Generating initial drafts of referral letters, prior authorization requests, insurance appeals, etc. For example, “Write a letter to [insurance company] requesting authorization for a patient to get an MRI of the left knee.” To strengthen your prior authorization request, ask the AI program to reference scientific literature that supports it (but remember to double-check for AI hallucinations), or paste in the insurance company's template or copies of similar requests that were successful in the past and tell the program to use them as models.

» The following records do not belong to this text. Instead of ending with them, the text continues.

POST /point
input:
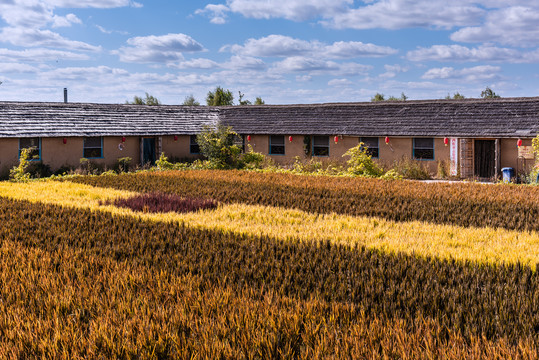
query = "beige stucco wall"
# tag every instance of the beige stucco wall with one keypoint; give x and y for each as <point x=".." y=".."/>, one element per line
<point x="9" y="155"/>
<point x="509" y="155"/>
<point x="178" y="149"/>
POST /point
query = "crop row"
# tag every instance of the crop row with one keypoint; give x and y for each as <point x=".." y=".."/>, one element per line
<point x="484" y="245"/>
<point x="497" y="303"/>
<point x="68" y="304"/>
<point x="476" y="205"/>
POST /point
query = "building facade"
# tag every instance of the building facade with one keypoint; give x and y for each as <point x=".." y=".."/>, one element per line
<point x="476" y="137"/>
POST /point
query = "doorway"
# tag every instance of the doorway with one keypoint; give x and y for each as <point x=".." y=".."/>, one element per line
<point x="485" y="158"/>
<point x="148" y="151"/>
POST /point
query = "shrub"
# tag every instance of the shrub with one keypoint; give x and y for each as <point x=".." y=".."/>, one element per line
<point x="159" y="202"/>
<point x="252" y="159"/>
<point x="20" y="173"/>
<point x="412" y="169"/>
<point x="217" y="145"/>
<point x="163" y="164"/>
<point x="361" y="162"/>
<point x="122" y="164"/>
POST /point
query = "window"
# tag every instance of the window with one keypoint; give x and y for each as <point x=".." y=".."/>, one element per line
<point x="31" y="143"/>
<point x="194" y="148"/>
<point x="372" y="146"/>
<point x="239" y="141"/>
<point x="277" y="145"/>
<point x="321" y="146"/>
<point x="93" y="147"/>
<point x="424" y="148"/>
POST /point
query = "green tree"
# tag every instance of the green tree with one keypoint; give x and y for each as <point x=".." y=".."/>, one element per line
<point x="217" y="145"/>
<point x="361" y="162"/>
<point x="394" y="98"/>
<point x="220" y="97"/>
<point x="190" y="101"/>
<point x="149" y="100"/>
<point x="456" y="96"/>
<point x="489" y="94"/>
<point x="241" y="101"/>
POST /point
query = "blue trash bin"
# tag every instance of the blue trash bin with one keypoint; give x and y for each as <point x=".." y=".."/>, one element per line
<point x="508" y="174"/>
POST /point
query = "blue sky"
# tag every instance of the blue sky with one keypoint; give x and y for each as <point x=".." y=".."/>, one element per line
<point x="294" y="51"/>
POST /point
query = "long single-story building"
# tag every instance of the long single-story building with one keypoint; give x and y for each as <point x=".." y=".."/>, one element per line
<point x="478" y="137"/>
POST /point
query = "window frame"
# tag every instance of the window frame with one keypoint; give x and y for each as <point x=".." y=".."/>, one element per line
<point x="422" y="148"/>
<point x="84" y="147"/>
<point x="320" y="146"/>
<point x="193" y="145"/>
<point x="38" y="148"/>
<point x="370" y="148"/>
<point x="271" y="145"/>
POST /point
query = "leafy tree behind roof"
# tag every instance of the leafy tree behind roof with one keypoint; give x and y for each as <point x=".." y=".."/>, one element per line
<point x="220" y="97"/>
<point x="149" y="100"/>
<point x="190" y="101"/>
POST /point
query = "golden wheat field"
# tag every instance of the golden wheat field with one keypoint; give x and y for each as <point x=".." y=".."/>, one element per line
<point x="266" y="273"/>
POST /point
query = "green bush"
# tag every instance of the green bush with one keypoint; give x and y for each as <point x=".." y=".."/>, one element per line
<point x="20" y="172"/>
<point x="411" y="169"/>
<point x="217" y="145"/>
<point x="252" y="159"/>
<point x="361" y="162"/>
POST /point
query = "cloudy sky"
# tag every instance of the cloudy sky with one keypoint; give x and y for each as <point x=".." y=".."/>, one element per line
<point x="286" y="51"/>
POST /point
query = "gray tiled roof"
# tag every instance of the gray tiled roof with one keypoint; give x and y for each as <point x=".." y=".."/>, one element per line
<point x="507" y="117"/>
<point x="18" y="119"/>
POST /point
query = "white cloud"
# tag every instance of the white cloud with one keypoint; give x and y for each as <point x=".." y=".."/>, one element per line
<point x="298" y="10"/>
<point x="17" y="68"/>
<point x="158" y="49"/>
<point x="217" y="13"/>
<point x="273" y="46"/>
<point x="245" y="62"/>
<point x="352" y="49"/>
<point x="197" y="64"/>
<point x="473" y="74"/>
<point x="285" y="46"/>
<point x="515" y="26"/>
<point x="42" y="38"/>
<point x="65" y="21"/>
<point x="99" y="4"/>
<point x="339" y="82"/>
<point x="398" y="14"/>
<point x="461" y="53"/>
<point x="393" y="70"/>
<point x="39" y="55"/>
<point x="316" y="66"/>
<point x="302" y="64"/>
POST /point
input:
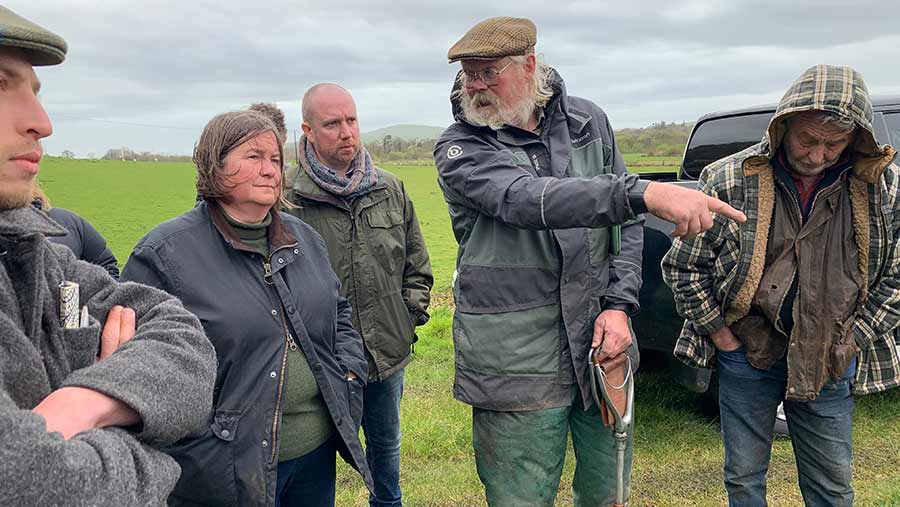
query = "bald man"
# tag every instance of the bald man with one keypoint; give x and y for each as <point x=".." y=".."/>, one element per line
<point x="377" y="250"/>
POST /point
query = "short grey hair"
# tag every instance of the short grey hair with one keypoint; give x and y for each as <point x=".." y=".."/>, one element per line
<point x="541" y="91"/>
<point x="306" y="103"/>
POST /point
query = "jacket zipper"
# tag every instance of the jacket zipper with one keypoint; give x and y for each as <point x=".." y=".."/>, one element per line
<point x="292" y="345"/>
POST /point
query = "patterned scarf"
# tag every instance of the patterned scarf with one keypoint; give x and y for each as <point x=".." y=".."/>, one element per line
<point x="359" y="180"/>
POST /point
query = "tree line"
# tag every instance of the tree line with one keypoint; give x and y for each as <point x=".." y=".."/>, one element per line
<point x="659" y="140"/>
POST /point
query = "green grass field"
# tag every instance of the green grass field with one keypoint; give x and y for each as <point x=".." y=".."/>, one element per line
<point x="678" y="452"/>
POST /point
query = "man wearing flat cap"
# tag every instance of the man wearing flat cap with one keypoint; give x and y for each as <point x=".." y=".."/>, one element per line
<point x="549" y="265"/>
<point x="83" y="404"/>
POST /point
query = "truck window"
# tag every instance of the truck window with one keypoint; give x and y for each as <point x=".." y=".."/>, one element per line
<point x="893" y="122"/>
<point x="719" y="137"/>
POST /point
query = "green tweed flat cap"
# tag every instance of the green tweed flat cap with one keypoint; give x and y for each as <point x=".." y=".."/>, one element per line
<point x="495" y="38"/>
<point x="41" y="46"/>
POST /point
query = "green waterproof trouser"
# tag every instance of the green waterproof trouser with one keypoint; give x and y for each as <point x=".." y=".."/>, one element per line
<point x="520" y="455"/>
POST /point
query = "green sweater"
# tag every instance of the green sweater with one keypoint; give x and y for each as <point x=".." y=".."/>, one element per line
<point x="305" y="422"/>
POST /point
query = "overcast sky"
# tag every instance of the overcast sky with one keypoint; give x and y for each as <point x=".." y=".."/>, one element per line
<point x="148" y="75"/>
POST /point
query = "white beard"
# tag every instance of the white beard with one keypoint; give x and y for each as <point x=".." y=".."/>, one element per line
<point x="496" y="114"/>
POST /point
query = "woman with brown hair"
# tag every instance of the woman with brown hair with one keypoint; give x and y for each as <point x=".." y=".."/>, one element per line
<point x="291" y="369"/>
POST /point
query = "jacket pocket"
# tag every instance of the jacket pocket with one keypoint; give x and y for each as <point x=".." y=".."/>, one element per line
<point x="82" y="344"/>
<point x="355" y="400"/>
<point x="387" y="239"/>
<point x="843" y="350"/>
<point x="207" y="464"/>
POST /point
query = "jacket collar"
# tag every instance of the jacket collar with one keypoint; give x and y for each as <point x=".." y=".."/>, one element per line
<point x="279" y="236"/>
<point x="25" y="221"/>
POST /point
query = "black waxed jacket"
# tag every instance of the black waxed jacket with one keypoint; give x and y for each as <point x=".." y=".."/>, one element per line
<point x="198" y="258"/>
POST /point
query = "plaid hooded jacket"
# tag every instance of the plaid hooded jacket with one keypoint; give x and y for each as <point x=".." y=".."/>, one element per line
<point x="715" y="275"/>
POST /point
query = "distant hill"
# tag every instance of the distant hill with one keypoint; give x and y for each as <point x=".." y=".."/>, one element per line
<point x="660" y="139"/>
<point x="405" y="132"/>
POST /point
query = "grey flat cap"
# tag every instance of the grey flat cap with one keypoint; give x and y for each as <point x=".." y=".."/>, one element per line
<point x="495" y="38"/>
<point x="41" y="46"/>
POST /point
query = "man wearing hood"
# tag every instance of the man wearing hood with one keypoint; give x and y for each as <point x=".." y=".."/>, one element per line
<point x="82" y="410"/>
<point x="549" y="264"/>
<point x="376" y="248"/>
<point x="800" y="302"/>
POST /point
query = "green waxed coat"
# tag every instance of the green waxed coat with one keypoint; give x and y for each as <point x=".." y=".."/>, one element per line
<point x="378" y="252"/>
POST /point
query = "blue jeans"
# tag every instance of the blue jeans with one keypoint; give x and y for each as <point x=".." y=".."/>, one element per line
<point x="821" y="433"/>
<point x="381" y="426"/>
<point x="308" y="481"/>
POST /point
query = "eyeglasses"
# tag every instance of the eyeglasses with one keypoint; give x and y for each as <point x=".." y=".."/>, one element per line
<point x="487" y="76"/>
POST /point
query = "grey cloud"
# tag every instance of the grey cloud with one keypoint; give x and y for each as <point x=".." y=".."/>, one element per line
<point x="175" y="64"/>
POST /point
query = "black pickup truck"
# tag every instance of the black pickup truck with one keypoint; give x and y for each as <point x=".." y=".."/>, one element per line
<point x="714" y="136"/>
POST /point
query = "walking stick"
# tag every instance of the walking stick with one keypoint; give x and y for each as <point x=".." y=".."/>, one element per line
<point x="606" y="396"/>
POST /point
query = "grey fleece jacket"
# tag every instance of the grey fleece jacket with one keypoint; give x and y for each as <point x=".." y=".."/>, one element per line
<point x="165" y="373"/>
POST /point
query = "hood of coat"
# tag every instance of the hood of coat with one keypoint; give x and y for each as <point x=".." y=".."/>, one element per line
<point x="839" y="90"/>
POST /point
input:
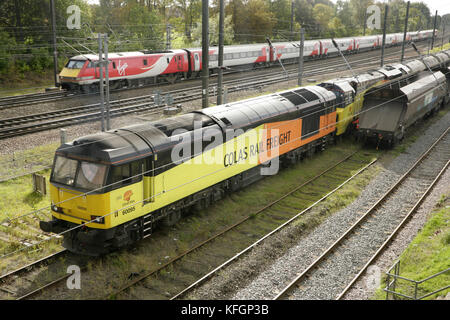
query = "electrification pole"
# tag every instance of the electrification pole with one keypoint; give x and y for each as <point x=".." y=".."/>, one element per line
<point x="404" y="32"/>
<point x="292" y="20"/>
<point x="434" y="30"/>
<point x="300" y="57"/>
<point x="443" y="34"/>
<point x="205" y="52"/>
<point x="384" y="34"/>
<point x="221" y="36"/>
<point x="100" y="66"/>
<point x="364" y="23"/>
<point x="105" y="47"/>
<point x="168" y="29"/>
<point x="55" y="52"/>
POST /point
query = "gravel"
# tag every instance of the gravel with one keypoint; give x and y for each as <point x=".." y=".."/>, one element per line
<point x="265" y="281"/>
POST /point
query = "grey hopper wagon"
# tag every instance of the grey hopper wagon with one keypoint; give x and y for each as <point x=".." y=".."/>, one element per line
<point x="389" y="110"/>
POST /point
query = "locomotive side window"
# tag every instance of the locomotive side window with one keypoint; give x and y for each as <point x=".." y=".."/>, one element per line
<point x="64" y="171"/>
<point x="75" y="64"/>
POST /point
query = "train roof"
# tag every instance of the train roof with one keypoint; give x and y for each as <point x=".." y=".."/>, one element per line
<point x="110" y="56"/>
<point x="423" y="85"/>
<point x="415" y="66"/>
<point x="106" y="147"/>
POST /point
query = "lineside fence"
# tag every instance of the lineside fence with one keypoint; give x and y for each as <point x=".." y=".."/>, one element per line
<point x="410" y="288"/>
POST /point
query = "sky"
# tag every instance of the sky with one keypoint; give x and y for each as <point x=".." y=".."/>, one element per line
<point x="442" y="6"/>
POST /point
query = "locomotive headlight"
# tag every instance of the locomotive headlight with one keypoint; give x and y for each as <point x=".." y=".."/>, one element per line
<point x="57" y="209"/>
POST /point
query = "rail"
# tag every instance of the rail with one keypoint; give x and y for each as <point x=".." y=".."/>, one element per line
<point x="392" y="282"/>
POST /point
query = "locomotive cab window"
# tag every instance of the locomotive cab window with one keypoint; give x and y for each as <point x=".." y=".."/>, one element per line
<point x="79" y="174"/>
<point x="125" y="174"/>
<point x="75" y="64"/>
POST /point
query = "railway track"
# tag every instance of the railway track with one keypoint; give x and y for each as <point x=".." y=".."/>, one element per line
<point x="9" y="282"/>
<point x="76" y="115"/>
<point x="36" y="98"/>
<point x="345" y="260"/>
<point x="211" y="251"/>
<point x="33" y="98"/>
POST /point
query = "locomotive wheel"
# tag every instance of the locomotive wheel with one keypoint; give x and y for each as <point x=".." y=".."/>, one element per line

Generating documentation from an audio recording of an office visit. There are already AI products on the market that act as virtual scribes, recording the appointment, transcribing it in its entirety, creating a summary, and placing it in the patient's record.17
Even the uses described above require safeguards, such as considering the AI-generated text to be a draft that you must review for accuracy. I would not recommend just firing up ChatGPT, for instance, and using it immediately in practice. Although its makers have added options to keep your chat history private, conversations with ChatGPT are still recorded temporarily and the program has suffered privacy breaches in the past.18 So, while it might be fine for rewriting generic informed consent forms, any information that is proprietary to your organization or HIPAA-protected should go through an AI platform covered under a HIPAA business associate agreement. And, as noted, current AI models can produce “hallucinations.” The consequences may not be as dire for administrative tasks versus clinical ones, but it's still something to be alert to.
LOOKING FORWARD
In my mind, there is no question LLMs will have a prominent position in medicine over the next several years. We are already at a place where there is too much information for humans to manage in health care. Having AI that can summarize and review every piece of information and never forget a single data point can significantly improve health outcomes and decrease the cognitive burden on physicians. Having AI that can handle administrative tasks will free physicians from the EHR and paperwork and allow them to focus on the patient and care delivery. At least one university is already offering a combined doctor of medicine/master of science in artificial intelligence degree to help prepare physicians for this future.19
Yet, I also think AI presents significant peril. As long as the financial incentives of medicine are misaligned, there are market pressures to leverage innovations such as LLMs to do things that are not in the best interest of patients and primary care (such as insurers allegedly denying claims based on AI algorithms).20 Because of AI's promise and peril, I believe primary care physicians must become educated about it and its application in medicine. Family physicians should weigh in on the design, development, and deployment of AI in medicine to ensure it is more helpful than harmful to patients, primary care physicians, and practices.